Phil Twiss, Conservative Group Secretary, said: “Some people want to boycott this consultation process – but that won’t help anyone. We believe constructive feedback is the best way.
“We all agree that bed-blocking is a serious issue and we also accept that the clinical commissioning group need to save money. The question is how should they go about it so as to deliver results without making the situation worse.
“We feel that they have the solution the wrong way round. They want to move to a care-in-the-home model at a time when the resources just aren’t there to support that model. It might be the right approach in theory, but it will only work in practice if the social care infrastructure is robust enough to take the strain – and it is not.
Panic measures
“We’re not convinced that the new model has delivered the right standard of success in trial areas and we don’t believe it can be rolled out across other parts of the county until the necessary support structure is in place. And we should not be moving to a new model as a panic measure to solve a funding shortfall that could be tackled by other means.
“For example, a lot of money can be wasted on high-cost agency staff who appear to be a short-term emergency man-power fix but all too often are relied upon as part of the workforce establishment.
“We don’t know whether the budget shortfall was perhaps caused by wasteful practices that are still in place, and so we don’t know whether the CCG could find alternative ways to save money. What we do know is that their current proposals are unconvincing and ill-advised”.

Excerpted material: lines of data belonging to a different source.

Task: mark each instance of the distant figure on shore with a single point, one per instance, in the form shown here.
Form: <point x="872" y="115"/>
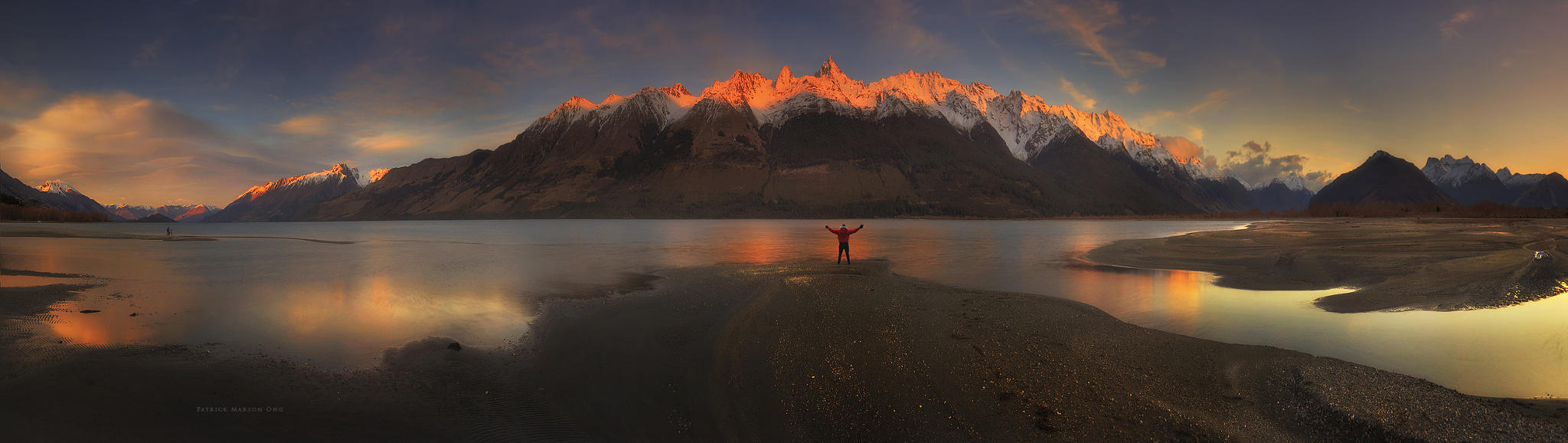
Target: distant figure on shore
<point x="844" y="239"/>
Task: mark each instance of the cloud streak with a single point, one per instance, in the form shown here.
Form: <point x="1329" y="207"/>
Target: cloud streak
<point x="1451" y="27"/>
<point x="1084" y="98"/>
<point x="1098" y="27"/>
<point x="1256" y="164"/>
<point x="124" y="148"/>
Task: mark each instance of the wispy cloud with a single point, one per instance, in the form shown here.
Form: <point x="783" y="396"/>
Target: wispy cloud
<point x="1256" y="164"/>
<point x="1211" y="101"/>
<point x="305" y="124"/>
<point x="142" y="149"/>
<point x="146" y="54"/>
<point x="897" y="25"/>
<point x="1084" y="98"/>
<point x="1451" y="27"/>
<point x="1096" y="25"/>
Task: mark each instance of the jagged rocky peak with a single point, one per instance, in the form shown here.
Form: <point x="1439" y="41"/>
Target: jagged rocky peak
<point x="1018" y="116"/>
<point x="1449" y="172"/>
<point x="676" y="90"/>
<point x="61" y="187"/>
<point x="830" y="70"/>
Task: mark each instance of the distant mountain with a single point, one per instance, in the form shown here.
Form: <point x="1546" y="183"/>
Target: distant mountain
<point x="181" y="212"/>
<point x="795" y="146"/>
<point x="55" y="195"/>
<point x="1534" y="191"/>
<point x="60" y="195"/>
<point x="154" y="218"/>
<point x="1280" y="197"/>
<point x="1382" y="179"/>
<point x="290" y="199"/>
<point x="1466" y="181"/>
<point x="1548" y="192"/>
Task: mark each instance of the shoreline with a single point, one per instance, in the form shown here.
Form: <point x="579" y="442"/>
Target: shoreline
<point x="778" y="353"/>
<point x="1435" y="264"/>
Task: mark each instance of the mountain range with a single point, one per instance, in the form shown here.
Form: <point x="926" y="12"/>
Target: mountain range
<point x="806" y="146"/>
<point x="827" y="145"/>
<point x="1473" y="182"/>
<point x="292" y="199"/>
<point x="1382" y="179"/>
<point x="178" y="212"/>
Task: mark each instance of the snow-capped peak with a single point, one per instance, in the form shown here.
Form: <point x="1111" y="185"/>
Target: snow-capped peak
<point x="1455" y="172"/>
<point x="1291" y="181"/>
<point x="58" y="187"/>
<point x="374" y="176"/>
<point x="336" y="173"/>
<point x="1020" y="118"/>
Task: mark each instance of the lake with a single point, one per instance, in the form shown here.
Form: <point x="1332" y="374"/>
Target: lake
<point x="339" y="305"/>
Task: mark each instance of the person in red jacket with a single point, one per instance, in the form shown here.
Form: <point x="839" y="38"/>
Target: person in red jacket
<point x="844" y="239"/>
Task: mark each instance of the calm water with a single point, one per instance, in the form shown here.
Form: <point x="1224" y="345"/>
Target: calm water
<point x="339" y="305"/>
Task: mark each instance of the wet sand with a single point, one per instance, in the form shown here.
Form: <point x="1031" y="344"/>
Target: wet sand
<point x="758" y="353"/>
<point x="1439" y="264"/>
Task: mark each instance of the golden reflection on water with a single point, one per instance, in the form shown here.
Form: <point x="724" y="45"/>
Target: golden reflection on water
<point x="348" y="302"/>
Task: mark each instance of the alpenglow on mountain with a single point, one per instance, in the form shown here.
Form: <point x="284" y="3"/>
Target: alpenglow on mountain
<point x="1473" y="182"/>
<point x="800" y="146"/>
<point x="292" y="199"/>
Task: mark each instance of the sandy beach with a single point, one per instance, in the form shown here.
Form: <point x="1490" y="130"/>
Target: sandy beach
<point x="753" y="353"/>
<point x="1439" y="264"/>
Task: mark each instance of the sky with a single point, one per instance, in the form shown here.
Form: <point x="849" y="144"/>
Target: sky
<point x="164" y="103"/>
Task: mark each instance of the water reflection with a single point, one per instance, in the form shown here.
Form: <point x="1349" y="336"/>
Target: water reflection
<point x="339" y="305"/>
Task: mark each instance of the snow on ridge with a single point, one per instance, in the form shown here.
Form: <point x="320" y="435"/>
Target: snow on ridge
<point x="1455" y="172"/>
<point x="61" y="187"/>
<point x="339" y="173"/>
<point x="1017" y="116"/>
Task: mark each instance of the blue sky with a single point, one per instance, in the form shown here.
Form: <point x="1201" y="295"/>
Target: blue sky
<point x="152" y="103"/>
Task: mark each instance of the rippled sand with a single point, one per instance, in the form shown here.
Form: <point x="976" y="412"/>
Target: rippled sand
<point x="750" y="353"/>
<point x="1440" y="264"/>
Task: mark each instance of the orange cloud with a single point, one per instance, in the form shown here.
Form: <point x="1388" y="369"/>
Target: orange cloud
<point x="1099" y="27"/>
<point x="122" y="148"/>
<point x="387" y="142"/>
<point x="1081" y="97"/>
<point x="305" y="124"/>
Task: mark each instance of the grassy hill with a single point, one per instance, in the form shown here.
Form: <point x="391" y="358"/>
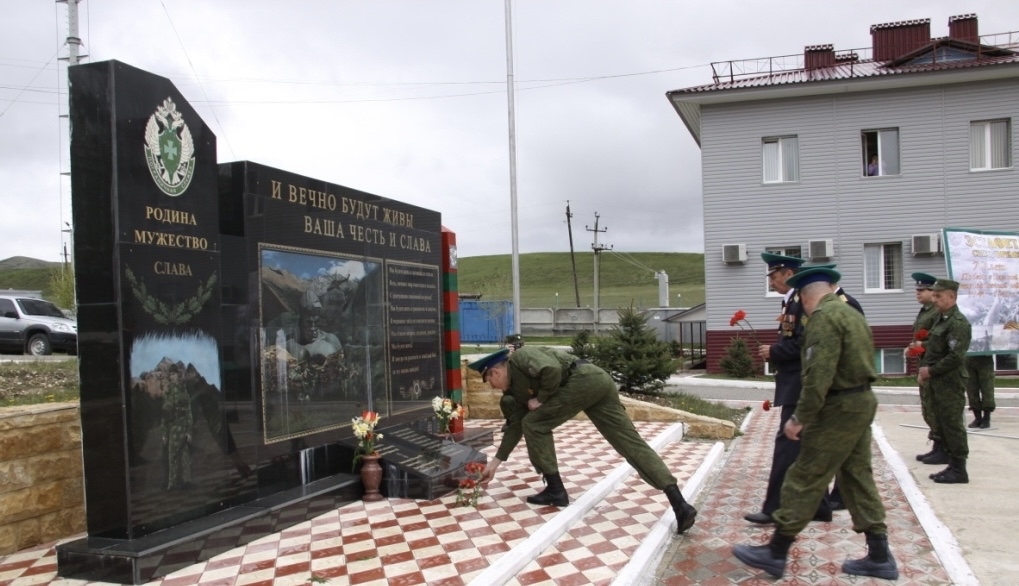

East Devon Conservatives will be responding to the CCG consultation with their views and will be calling on the commissioning group to think again.
ENDS
SO, are they for cuts or against them? A dangerous business deciding which bit is truth and which bit is post-truth!
JARGON BUSTER…
“Post Truth” is obviously a euphemism for “lie”.
This is like calling “a male bovine excrement moving utility tool” by a more obvious term “a spade”.
LikeLike
I think our local Conservative councillors need to be more careful about how they vote and what they say. It’s only a few days since some of them vetoed an amendment to a motion at EDDC and a motion at DCC’s scrutiny committee to criticise these plans. Are they having this change of heart because the public are starting to notice what they are doing and there are always elections to worry about? (County Council elections next May) Even the LibDems at EDDC are hiding behind the tory majority group.
The dismantling of the NHS, privatisation and the future exclusion of those too expensive to treat are all down to this government (oh, and in coalition with the LibDems!). The old NHS is already dying, you’re witnessing the final throes now. Get out and campaign to save it before its too late.